The word “virus” stems from the Latin phrase “slimy fluid“. In 1898, a man by the name of Martinus Beijerinck passed a solution containing a still unknown infectious agent that targeted tobacco plants through a Pasteur Chamberland filter. The purified solution was applied to a healthy tobacco plant and to his great surprise the plant became infected. He concluded that the infectious agent was unfilterable, and took an even further leap to describe the infectious agent as a “living liquid”.

Microscopic Virus
The Brome Mosaic virus easily passed through filters. Source

In that same year, a pair of German scientists, Friedrich Loeffler and Paul Frosch, performed the same experiment which returned the same results with what we now know as Foot-and-Mouth Disease (FMDV) in livestock. They, however, did not agree with Beijerinck’s conclusion of the infectious agent being a living liquid. But instead believed it to be a particulate that was smaller than the porcelain filter pore size. They pushed forward with their belief by heating the filter element to “destroy the agent’s infectivity”, though it was not clear to them as to how heat destroyed it. Nevertheless, they were successful in creating an FMDV vaccine for cows and sheep from the infectious solution that was passed through the heated filter, which put more precedence on understanding a virus as an ultrascopic living particulate, and not a living liquid.
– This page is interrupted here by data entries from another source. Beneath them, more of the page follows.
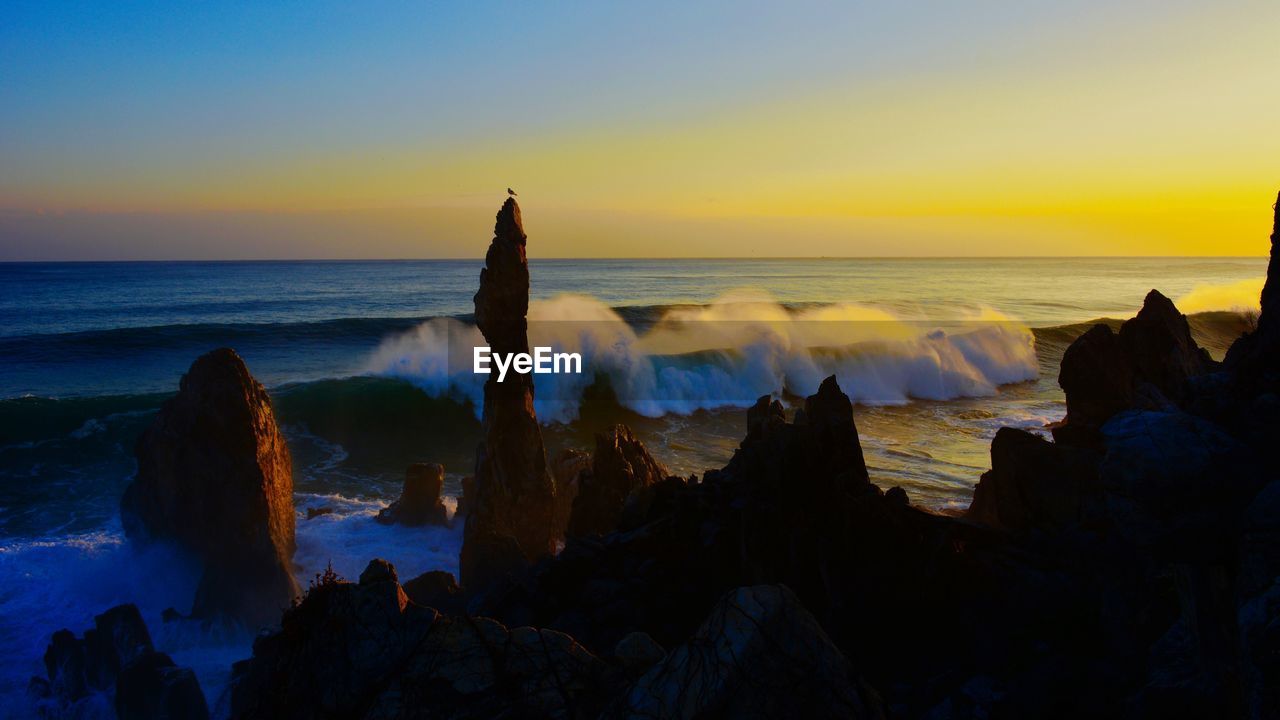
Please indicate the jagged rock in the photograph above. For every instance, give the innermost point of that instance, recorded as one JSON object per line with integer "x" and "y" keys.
{"x": 567, "y": 465}
{"x": 437, "y": 589}
{"x": 758, "y": 655}
{"x": 155, "y": 688}
{"x": 1034, "y": 483}
{"x": 420, "y": 501}
{"x": 115, "y": 656}
{"x": 638, "y": 652}
{"x": 215, "y": 475}
{"x": 1146, "y": 365}
{"x": 621, "y": 472}
{"x": 1175, "y": 483}
{"x": 515, "y": 493}
{"x": 366, "y": 651}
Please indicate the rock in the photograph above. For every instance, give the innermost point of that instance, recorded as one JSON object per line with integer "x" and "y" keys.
{"x": 1034, "y": 483}
{"x": 1159, "y": 345}
{"x": 437, "y": 589}
{"x": 566, "y": 468}
{"x": 515, "y": 495}
{"x": 420, "y": 501}
{"x": 154, "y": 688}
{"x": 366, "y": 651}
{"x": 117, "y": 657}
{"x": 1097, "y": 379}
{"x": 215, "y": 475}
{"x": 638, "y": 652}
{"x": 758, "y": 655}
{"x": 1175, "y": 483}
{"x": 621, "y": 470}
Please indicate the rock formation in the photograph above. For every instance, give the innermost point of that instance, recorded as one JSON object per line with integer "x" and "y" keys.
{"x": 758, "y": 655}
{"x": 621, "y": 473}
{"x": 365, "y": 651}
{"x": 420, "y": 500}
{"x": 214, "y": 474}
{"x": 513, "y": 513}
{"x": 1146, "y": 365}
{"x": 115, "y": 657}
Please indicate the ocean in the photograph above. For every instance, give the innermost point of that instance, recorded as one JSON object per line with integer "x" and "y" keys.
{"x": 361, "y": 361}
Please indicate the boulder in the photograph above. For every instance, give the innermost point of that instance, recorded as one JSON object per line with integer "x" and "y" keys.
{"x": 438, "y": 589}
{"x": 1034, "y": 484}
{"x": 1175, "y": 483}
{"x": 215, "y": 475}
{"x": 515, "y": 493}
{"x": 420, "y": 500}
{"x": 155, "y": 688}
{"x": 621, "y": 472}
{"x": 758, "y": 655}
{"x": 115, "y": 657}
{"x": 365, "y": 651}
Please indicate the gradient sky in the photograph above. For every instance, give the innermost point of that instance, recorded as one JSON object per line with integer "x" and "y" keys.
{"x": 366, "y": 130}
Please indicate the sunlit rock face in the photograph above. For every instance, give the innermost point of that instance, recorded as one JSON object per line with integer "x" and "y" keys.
{"x": 512, "y": 513}
{"x": 215, "y": 475}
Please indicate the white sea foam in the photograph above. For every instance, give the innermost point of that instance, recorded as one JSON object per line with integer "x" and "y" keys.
{"x": 727, "y": 354}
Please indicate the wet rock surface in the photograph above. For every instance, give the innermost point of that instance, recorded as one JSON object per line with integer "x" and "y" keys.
{"x": 215, "y": 475}
{"x": 420, "y": 500}
{"x": 512, "y": 514}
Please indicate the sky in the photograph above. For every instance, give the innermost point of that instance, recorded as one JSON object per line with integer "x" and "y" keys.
{"x": 369, "y": 130}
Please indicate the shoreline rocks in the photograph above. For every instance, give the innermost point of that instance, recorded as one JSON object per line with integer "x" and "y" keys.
{"x": 511, "y": 515}
{"x": 420, "y": 501}
{"x": 215, "y": 477}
It should be noted that the smallpox vaccine was widely used at this time, though no one had any understanding of how it worked or what it even was. Indeed, the term vaccine is derived from the Latin word vacca, which translates directly to cow.  This odd relationship owes its history to the somewhat accidental discovery that milkmaids who often contracted a very mild disease called cowpox did not get infected with the much more severe smallpox disease. In 1796, a cruel experiment was performed by a man named Edward Jenner. He took puss from a cowpox blister and purposely infected a young boy. Once the boy recovered, he repeated the process with smallpox and found that the boy did not get the disease. Jenner’s vaccination technique would not only go on to save millions of lives from smallpox; it would be used to vaccinate people from several other diseases, including polio and yellow fever.
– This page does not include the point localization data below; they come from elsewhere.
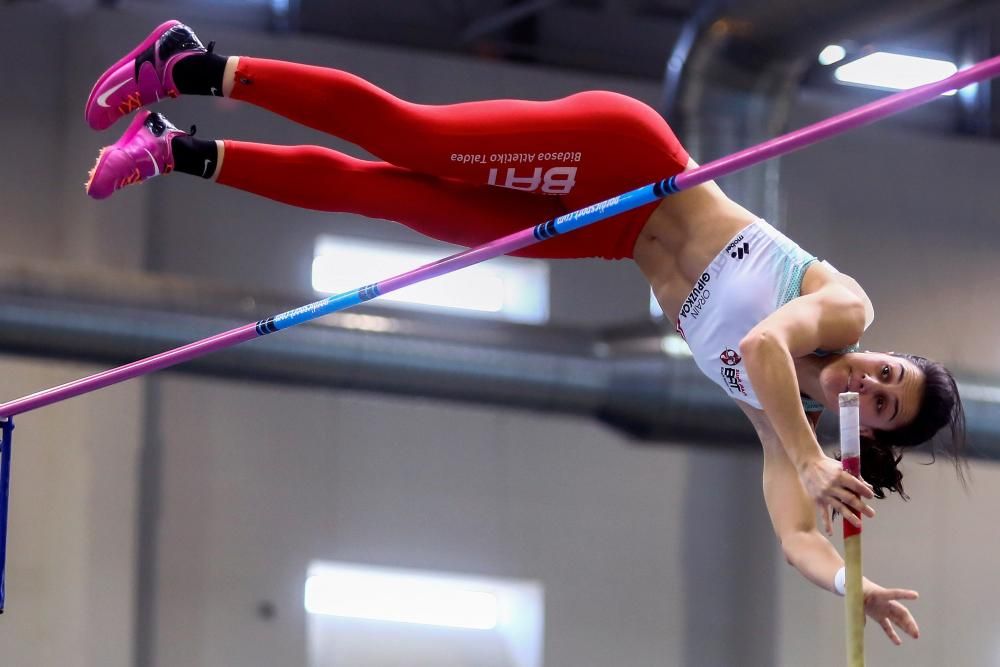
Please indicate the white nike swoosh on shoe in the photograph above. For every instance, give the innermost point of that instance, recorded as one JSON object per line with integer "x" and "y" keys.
{"x": 155, "y": 166}
{"x": 102, "y": 101}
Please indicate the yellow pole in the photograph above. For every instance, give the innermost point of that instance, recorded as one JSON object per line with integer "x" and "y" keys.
{"x": 850, "y": 454}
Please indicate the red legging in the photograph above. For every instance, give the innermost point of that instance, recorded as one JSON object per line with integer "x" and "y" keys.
{"x": 462, "y": 173}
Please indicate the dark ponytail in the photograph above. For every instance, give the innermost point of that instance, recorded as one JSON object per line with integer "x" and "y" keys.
{"x": 940, "y": 419}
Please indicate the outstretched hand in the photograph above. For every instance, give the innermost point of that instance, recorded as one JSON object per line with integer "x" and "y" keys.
{"x": 833, "y": 488}
{"x": 882, "y": 605}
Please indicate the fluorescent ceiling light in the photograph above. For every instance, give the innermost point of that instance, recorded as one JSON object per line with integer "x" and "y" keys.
{"x": 831, "y": 54}
{"x": 402, "y": 597}
{"x": 894, "y": 71}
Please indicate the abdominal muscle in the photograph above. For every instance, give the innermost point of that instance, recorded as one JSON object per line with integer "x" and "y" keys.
{"x": 682, "y": 236}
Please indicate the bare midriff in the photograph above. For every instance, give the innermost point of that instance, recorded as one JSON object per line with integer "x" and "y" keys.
{"x": 682, "y": 236}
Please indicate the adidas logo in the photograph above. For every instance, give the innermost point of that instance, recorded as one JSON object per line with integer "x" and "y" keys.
{"x": 741, "y": 251}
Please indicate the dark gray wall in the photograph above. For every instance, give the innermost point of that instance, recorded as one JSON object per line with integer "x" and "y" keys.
{"x": 649, "y": 556}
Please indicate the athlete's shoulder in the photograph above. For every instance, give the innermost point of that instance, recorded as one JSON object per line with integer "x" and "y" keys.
{"x": 822, "y": 274}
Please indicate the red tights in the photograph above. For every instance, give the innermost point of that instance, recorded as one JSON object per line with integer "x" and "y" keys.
{"x": 462, "y": 173}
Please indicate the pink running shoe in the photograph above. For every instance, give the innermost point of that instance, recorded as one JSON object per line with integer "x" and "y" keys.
{"x": 144, "y": 76}
{"x": 143, "y": 152}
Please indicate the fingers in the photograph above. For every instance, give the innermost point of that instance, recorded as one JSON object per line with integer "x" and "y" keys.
{"x": 827, "y": 520}
{"x": 890, "y": 631}
{"x": 858, "y": 506}
{"x": 848, "y": 512}
{"x": 855, "y": 485}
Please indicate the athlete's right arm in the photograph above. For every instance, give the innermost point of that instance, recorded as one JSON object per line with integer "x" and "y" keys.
{"x": 805, "y": 548}
{"x": 792, "y": 513}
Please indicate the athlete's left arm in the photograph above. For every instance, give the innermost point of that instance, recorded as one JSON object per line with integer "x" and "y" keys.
{"x": 830, "y": 317}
The Birth of Molecular Biology

COVID-19 virus spikes
A molecular view of the COVID-19 protein “spikes”. Source

The next few decades would identify hundreds of viruses of all shapes and sizes, and along with them various types of vaccines. But it was the study of exactly what these viruses were and how the vaccines actually worked that would give rise to a revolutionary new science — molecular biology.

New technologies such as electron microscopy, along with other advances in scientific understandings would show that viruses are some of the smallest lifeforms on earth. It could even be argued that they’re not alive at all… an debate that carries on to this day. Our own [Dan Maloney] has written several articles on the details of how viruses and our immune system work at a molecular level. And the clever ways we try to stop viruses. However, there is still much to be learned.
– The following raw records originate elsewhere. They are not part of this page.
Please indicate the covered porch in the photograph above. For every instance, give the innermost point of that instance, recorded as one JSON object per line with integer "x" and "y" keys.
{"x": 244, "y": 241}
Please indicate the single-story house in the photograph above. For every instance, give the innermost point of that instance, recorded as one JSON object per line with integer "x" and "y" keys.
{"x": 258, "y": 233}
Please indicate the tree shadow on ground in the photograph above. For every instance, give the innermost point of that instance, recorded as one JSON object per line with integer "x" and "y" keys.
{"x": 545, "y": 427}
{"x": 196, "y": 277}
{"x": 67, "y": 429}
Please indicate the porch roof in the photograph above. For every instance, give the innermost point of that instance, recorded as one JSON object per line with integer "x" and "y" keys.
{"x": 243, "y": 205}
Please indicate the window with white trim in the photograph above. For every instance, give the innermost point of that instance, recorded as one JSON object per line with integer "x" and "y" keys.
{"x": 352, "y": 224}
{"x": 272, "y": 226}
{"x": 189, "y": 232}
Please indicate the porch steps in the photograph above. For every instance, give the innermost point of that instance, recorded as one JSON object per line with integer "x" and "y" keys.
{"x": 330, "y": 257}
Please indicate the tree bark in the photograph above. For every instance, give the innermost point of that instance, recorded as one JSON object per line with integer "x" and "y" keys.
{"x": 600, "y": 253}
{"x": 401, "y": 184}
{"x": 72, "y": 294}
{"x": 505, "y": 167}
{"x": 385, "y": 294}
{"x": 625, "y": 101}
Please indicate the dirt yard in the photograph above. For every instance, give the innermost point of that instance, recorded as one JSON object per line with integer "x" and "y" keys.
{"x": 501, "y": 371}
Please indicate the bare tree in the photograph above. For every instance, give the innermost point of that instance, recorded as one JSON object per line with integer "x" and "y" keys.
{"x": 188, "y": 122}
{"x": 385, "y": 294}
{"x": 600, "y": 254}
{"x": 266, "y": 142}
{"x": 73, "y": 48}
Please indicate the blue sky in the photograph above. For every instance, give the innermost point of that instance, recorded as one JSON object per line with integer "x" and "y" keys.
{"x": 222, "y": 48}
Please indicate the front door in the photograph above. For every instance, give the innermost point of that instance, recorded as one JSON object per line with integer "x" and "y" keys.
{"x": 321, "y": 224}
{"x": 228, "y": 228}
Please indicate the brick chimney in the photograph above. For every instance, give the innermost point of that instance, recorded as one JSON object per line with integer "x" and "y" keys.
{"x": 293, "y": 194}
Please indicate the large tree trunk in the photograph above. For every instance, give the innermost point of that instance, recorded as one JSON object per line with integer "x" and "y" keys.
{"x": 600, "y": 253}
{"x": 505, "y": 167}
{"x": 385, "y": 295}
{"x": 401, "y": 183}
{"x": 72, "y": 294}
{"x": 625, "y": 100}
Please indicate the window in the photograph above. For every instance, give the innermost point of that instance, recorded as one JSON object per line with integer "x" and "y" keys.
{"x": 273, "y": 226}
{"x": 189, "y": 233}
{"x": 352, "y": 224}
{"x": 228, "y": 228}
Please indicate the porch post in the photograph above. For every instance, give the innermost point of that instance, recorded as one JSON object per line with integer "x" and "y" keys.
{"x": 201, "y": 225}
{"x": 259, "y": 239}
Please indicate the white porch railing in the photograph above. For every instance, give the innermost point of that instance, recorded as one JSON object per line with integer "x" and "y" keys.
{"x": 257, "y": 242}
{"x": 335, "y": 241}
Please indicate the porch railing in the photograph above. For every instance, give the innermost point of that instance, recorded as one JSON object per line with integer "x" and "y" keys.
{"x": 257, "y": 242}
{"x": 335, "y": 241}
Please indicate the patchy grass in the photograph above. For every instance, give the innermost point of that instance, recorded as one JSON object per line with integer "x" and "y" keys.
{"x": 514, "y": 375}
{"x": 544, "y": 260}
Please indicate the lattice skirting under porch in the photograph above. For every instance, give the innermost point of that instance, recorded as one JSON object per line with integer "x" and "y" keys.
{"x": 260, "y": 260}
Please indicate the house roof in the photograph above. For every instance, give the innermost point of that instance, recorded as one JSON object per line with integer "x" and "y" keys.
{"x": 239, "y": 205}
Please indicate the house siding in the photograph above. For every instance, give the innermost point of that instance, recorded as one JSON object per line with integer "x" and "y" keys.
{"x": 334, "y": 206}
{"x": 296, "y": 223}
Understanding viruses at the molecular level presents a very real modern day challenge. Despite the full power, wealth, and knowledge of our modern civilization, a tiny packet of RNA enclosed in a fatty drop continues to wreak havoc on our world. The COVID-19 virus has in some shape, form, or fashion effected every single human being on earth. Those viruses once invisible to us now stand before our very eyes in full view, and yet we have suffered terrible losses to this one. Our best tool is a breakthrough barely 30 years old — our ability to tailor messenger RNA (mRNA) a targeted purpose — has very quickly led to a viable vaccine. There is no doubt in my mind that eventually this virus will succumb to the might of human ingenuity that has been unlocked by more than a century of cumulative scientific knowledge.